The new system, on the other hand, is based on how early a student submitted their housing application and on the seniority of individuals rather than the group — information that many students were not aware of until it was too late. It has resulted in underclassmen getting placed in upperclassmen housing, and vice versa. This change was spearheaded by the new Residence Life Director, Jessica Sweitzer. Problems and disgruntlement with the system are exacerbated by the fact that Centre requires all students to live on campus, issues with RA contracts and working conditions, and housing maintenance issues.  

The Cento has received requests to investigate. To gauge student feelings, we started with the greatest and totally most accurate student source of information: Yik Yak. We scrolled through hundreds of Yik Yak posts encompassing a laundry list of common complaints (one of them being problems with the laundry machines). Posts include calls to action, jokes and insults targeted at RLO leaders and underclassmen who received Brock placement, and even an anonymous petition to dismiss Student Life Vice President LoMonaco and Residence Life Director Sweitzer (which has 17 signatures at the writing of this article). The Cento conducted an Instagram poll and found that 84 percent of respondents were dissatisfied with the housing system this year, while only 2 percent were satisfied. 

But interviewing the students directly tells me that dissatisfied isn’t anywhere near an accurate description for how angry some students really are with RLO. I went to RLO and talked to many students who were waiting in line to confront RLO staff. One student said “the new system is a mess and is negatively impacting the school’s reputation with parents, donors, alumni and the current students. I would strongly recommend the school ‘reboot’ the process and start over, utilizing the previous system that rewards seniority. Rising sophomores should not be making housing selections before the rising juniors and seniors, especially when Centre forces upper classmen to live in campus housing.” 

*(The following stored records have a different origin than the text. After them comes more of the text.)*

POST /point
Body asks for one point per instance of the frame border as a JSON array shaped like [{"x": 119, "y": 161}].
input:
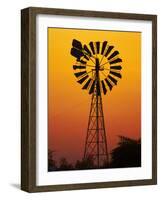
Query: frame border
[{"x": 28, "y": 98}]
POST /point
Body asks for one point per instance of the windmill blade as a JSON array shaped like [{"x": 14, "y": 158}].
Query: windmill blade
[
  {"x": 87, "y": 84},
  {"x": 98, "y": 47},
  {"x": 92, "y": 88},
  {"x": 116, "y": 74},
  {"x": 82, "y": 61},
  {"x": 115, "y": 53},
  {"x": 103, "y": 47},
  {"x": 83, "y": 79},
  {"x": 103, "y": 87},
  {"x": 98, "y": 88},
  {"x": 116, "y": 61},
  {"x": 77, "y": 44},
  {"x": 76, "y": 53},
  {"x": 86, "y": 57},
  {"x": 109, "y": 84},
  {"x": 87, "y": 50},
  {"x": 92, "y": 47},
  {"x": 116, "y": 67},
  {"x": 78, "y": 74},
  {"x": 109, "y": 50},
  {"x": 78, "y": 67},
  {"x": 112, "y": 79}
]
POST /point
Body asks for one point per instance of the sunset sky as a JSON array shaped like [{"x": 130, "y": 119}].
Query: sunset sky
[{"x": 68, "y": 104}]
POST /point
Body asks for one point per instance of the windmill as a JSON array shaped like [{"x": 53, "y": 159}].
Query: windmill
[{"x": 97, "y": 69}]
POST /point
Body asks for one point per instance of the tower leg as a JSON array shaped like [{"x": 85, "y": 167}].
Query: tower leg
[{"x": 96, "y": 142}]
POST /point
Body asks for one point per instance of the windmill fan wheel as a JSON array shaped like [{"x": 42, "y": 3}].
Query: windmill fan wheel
[{"x": 97, "y": 65}]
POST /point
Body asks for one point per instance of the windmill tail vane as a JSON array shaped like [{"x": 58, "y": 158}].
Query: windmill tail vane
[{"x": 97, "y": 69}]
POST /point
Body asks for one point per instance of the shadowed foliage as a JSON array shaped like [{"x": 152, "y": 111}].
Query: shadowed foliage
[{"x": 126, "y": 154}]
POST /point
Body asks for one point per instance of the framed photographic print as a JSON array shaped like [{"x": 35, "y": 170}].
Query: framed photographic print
[{"x": 89, "y": 99}]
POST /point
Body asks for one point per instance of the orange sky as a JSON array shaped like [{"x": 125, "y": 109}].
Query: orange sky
[{"x": 68, "y": 104}]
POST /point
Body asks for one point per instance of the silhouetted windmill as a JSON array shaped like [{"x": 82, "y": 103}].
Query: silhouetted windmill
[{"x": 97, "y": 69}]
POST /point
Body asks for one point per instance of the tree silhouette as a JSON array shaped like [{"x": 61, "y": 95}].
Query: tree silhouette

Another student said, “I have been waiting at RLO for a long time, and I know some people who came to RLO for help and there was no one here. The whole system is just really confusing. I was just talking to a rising senior who has a slot time for Friday the 19th and I am a rising junior and my slot time is today (Wednesday the 17th). The process as a whole has been extremely stressful and time-consuming, especially since we were not given a lot of instruction. There is no one I talked to that could say this went well.” 

A third student said, “It’s BS, I am a senior and I can’t even get first option, I have waited years for this. What happened with the lottery system last year? The lottery system worked perfectly! Everything good is gone. What is the use of a group of 4 as a senior?” At this point during the interview another student overheard and chimed in: “They changed it to first-come, first-serve based on who fills out the form. The system they had years before, they had to manually enter the room selection for every single student. They were like ‘that takes a really long time, and every other college uses a system like this,’ so they just switched. I know there were a lot of people who didn’t read or didn’t have time to read the emails or look at any of the information, so they got f***ed over by their time slot because they didn’t know.” 

These were just the interviews we had room to fit. I interviewed many others, and they shared the same feelings. Overall, the main complaints with RLO were confusion, lack of transparency, not answering student emails, and not being in the office. The complaints with the new “lottery” system: it is not an actual lottery, it is first-come first-serve, and it lacks senior seniority. 

These may not seem like the biggest problems in a student’s college career, but when students feel robbed of their needs and their time, burdened with unnecessary stress and strain, then it becomes a big deal. 

We feel for the students, but the story isn’t a one-sided one. We are working on the RLO side of the story. Stay tuned for the interview with RLO leadership… 

One thought on “RLO vs. the Students

  1. This is an unnecessary change that has caused rising seniors to not get preferred housing after waiting for the last 3 years to do that.

    I’m pretty sure that they are not going to try to fix this and they will most likely double down on keeping their crapshoot new system.

    All I ask is to let seniors choose their housing again by priority because we’ve waited like we were told to for past 3 years.